Car Christopher Nolan n’est pas vraiment n’importe qui. Cette cérémonie le fait même changer de catégorie : d’espoir prometteur à ses débuts (Following, Memento, Insomnia) à réalisateur brillant ces dernières années (Interstellar, Dunkerque, Tenet), il accède dorénavant à un autre niveau, se situant désormais dans la même mouvance assez rare des super-auteurs capables d’engendrer des blockbusters, tels Spielberg, Scorsese ou Cameron. Il réussit cette prouesse sans perdre une once d’originalité, sans renier son style très travaillé, et en choisissant un projet risqué. Qui eût cru que le public se précipiterait pour voir un film assez austère sur le père de la bombe atomique? Barbie a certes rameuté les foules dans les salles mais Oppenheimer a bien davantage marqué les esprits. Grâce à Billie Eilish (double lauréate d’Oscars de la meilleure chanson originale à 22 ans), Barbie ne repart pas complètement les mains vides. Qu’on l’aime ou pas (ses détracteurs ne désarment pas pour autant), Nolan existe, avec un univers thématique et stylistique très fort, qu’il est difficile de négliger, et encore moins de mépriser. Dans ses propos consécutifs à la remise de son Oscar du meilleur réalisateur, il a avoué être impressionné par le fait que les votants aient considéré qu’il participait ainsi à la suite de l’aventure cinématographique, quelques cent ans après la naissance du Septième Art. Un sentiment de fierté et d’humilité mêlées par rapport à la toute jeune histoire du cinéma, devait-il sans doute ressentir. « Juste pour rappel, les films ont un peu plus de 100 ans. Je veux dire, imaginez être là 100 ans après la peinture ou le théâtre. Nous ne savons pas où cette grande aventure nous mènera mais le fait de savoir que vous pensez que j’en fais grandement partie me touche au plus profond de mon coeur« , a-t-il déclaré.

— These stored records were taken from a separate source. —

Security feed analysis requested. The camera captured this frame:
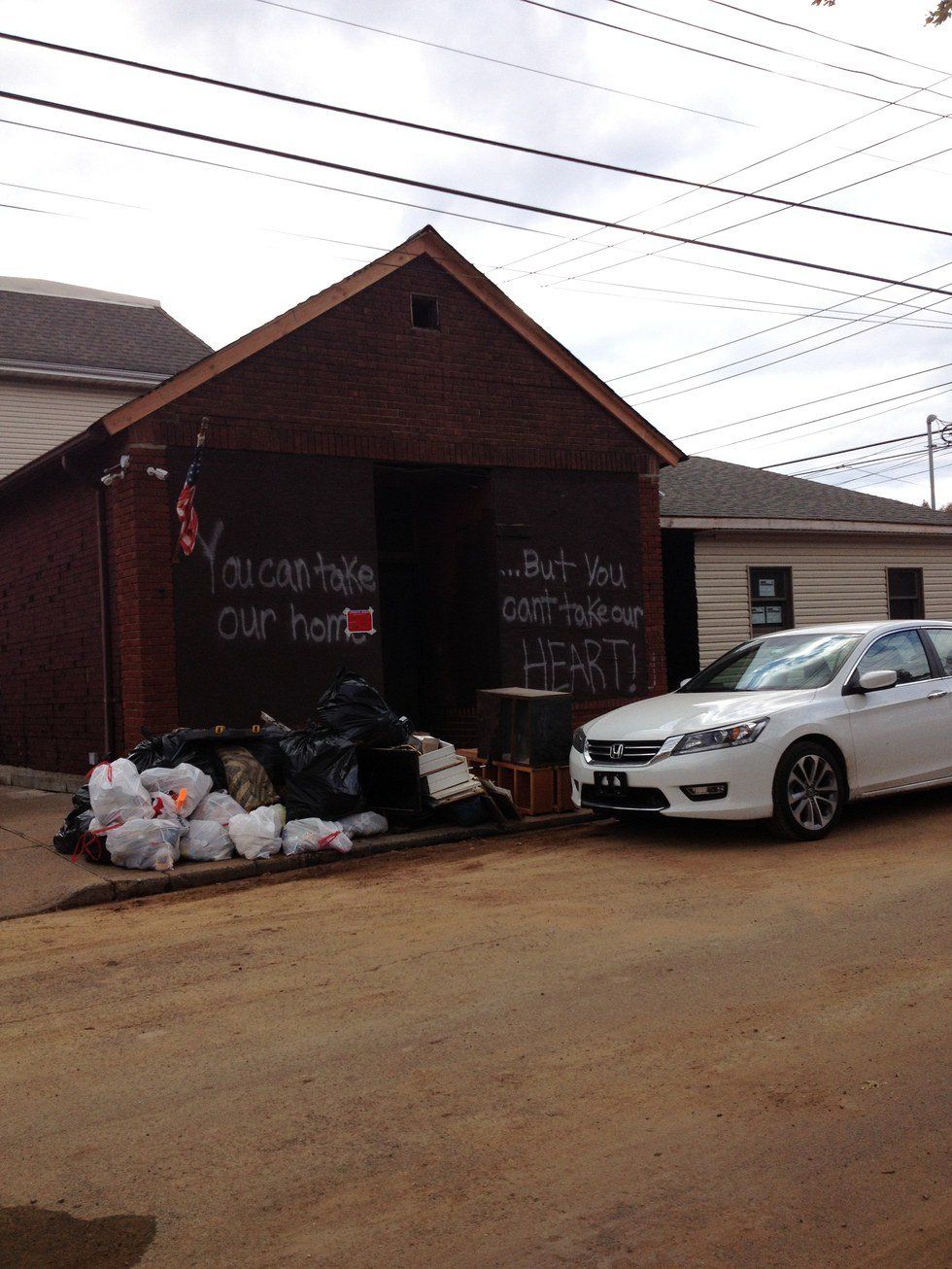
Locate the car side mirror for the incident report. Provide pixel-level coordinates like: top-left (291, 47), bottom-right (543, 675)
top-left (857, 670), bottom-right (899, 692)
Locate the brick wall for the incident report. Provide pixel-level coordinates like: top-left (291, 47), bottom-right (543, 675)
top-left (0, 246), bottom-right (665, 769)
top-left (0, 469), bottom-right (104, 772)
top-left (144, 257), bottom-right (653, 472)
top-left (105, 436), bottom-right (178, 752)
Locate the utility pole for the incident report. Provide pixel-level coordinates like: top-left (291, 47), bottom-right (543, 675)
top-left (926, 414), bottom-right (952, 511)
top-left (926, 414), bottom-right (939, 511)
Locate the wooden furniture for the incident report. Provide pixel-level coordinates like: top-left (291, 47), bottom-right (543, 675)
top-left (479, 688), bottom-right (572, 767)
top-left (485, 762), bottom-right (572, 814)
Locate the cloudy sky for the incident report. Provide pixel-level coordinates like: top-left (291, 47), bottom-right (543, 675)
top-left (0, 0), bottom-right (952, 502)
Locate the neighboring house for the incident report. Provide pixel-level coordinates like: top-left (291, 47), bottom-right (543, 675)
top-left (660, 457), bottom-right (952, 685)
top-left (0, 278), bottom-right (211, 477)
top-left (0, 227), bottom-right (683, 771)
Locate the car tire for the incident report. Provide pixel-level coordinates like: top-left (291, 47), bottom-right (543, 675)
top-left (770, 739), bottom-right (848, 841)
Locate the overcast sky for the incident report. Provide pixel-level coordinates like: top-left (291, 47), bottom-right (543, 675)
top-left (0, 0), bottom-right (952, 502)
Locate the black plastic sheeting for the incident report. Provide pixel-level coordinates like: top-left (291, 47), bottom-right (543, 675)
top-left (281, 727), bottom-right (363, 820)
top-left (316, 670), bottom-right (410, 749)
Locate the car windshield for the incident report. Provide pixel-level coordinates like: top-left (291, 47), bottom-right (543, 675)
top-left (680, 631), bottom-right (861, 692)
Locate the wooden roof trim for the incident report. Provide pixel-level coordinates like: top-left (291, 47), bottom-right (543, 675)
top-left (100, 224), bottom-right (684, 463)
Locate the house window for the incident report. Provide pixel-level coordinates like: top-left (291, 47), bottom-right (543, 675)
top-left (886, 568), bottom-right (926, 621)
top-left (750, 568), bottom-right (794, 634)
top-left (410, 295), bottom-right (439, 330)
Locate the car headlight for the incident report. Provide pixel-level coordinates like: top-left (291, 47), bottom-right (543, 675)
top-left (671, 718), bottom-right (770, 754)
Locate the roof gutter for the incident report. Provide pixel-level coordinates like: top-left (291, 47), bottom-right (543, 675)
top-left (0, 423), bottom-right (109, 498)
top-left (0, 360), bottom-right (169, 393)
top-left (662, 515), bottom-right (952, 536)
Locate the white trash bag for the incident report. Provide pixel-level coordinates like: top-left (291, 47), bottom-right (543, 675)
top-left (340, 811), bottom-right (390, 838)
top-left (153, 793), bottom-right (186, 831)
top-left (191, 789), bottom-right (245, 829)
top-left (287, 818), bottom-right (353, 855)
top-left (179, 816), bottom-right (235, 860)
top-left (88, 758), bottom-right (153, 829)
top-left (228, 806), bottom-right (285, 859)
top-left (142, 763), bottom-right (212, 816)
top-left (105, 820), bottom-right (183, 872)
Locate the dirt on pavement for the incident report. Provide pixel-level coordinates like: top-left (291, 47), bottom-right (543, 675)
top-left (0, 792), bottom-right (952, 1269)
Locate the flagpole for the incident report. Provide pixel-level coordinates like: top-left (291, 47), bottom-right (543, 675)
top-left (171, 416), bottom-right (210, 564)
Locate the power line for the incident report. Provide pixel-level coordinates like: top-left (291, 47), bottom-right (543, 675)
top-left (519, 0), bottom-right (952, 115)
top-left (782, 445), bottom-right (928, 476)
top-left (494, 54), bottom-right (952, 278)
top-left (0, 116), bottom-right (565, 242)
top-left (608, 0), bottom-right (945, 96)
top-left (680, 361), bottom-right (952, 440)
top-left (625, 261), bottom-right (949, 405)
top-left (696, 379), bottom-right (952, 455)
top-left (708, 0), bottom-right (952, 75)
top-left (255, 0), bottom-right (759, 128)
top-left (763, 431), bottom-right (922, 471)
top-left (0, 203), bottom-right (86, 221)
top-left (0, 30), bottom-right (952, 237)
top-left (0, 90), bottom-right (952, 298)
top-left (548, 279), bottom-right (952, 331)
top-left (543, 116), bottom-right (949, 291)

Face à ce phénomène, Justine Triet a rempli son contrat en ramenant un Oscar d’Hollywood, celui précieux du meilleur scénario original, pour Anatomie d’une chute, coécrit avec son complice Arthur Harari. Justine Triet en aurait même pu en avoir un deuxième (l’Oscar du meilleur film international, dévolu finalement à La Zone d’intérêt de Jonathan Glazer), si un comité de sélection un peu défaillant du CNC n’en avait décidé autrement. Elle aussi a changé de catégorie, mais pas exactement la même. Elle accède à la grande communauté des auteurs internationaux, jouissant désormais d’une reconnaissance publique et critique mondiale. Les projets lui arrivent maintenant, presque sans effort : une collaboration avec Cate Blanchett, un scénario à écrire pour Steven Spielberg, etc. Il serait même possible que la France soit devenue trop petite pour un tel talent. On est évidemment très curieux de voir quel film pourra succéder à un tel succès. Nous serons heureux en tous cas de pouvoir voir ses films suivants.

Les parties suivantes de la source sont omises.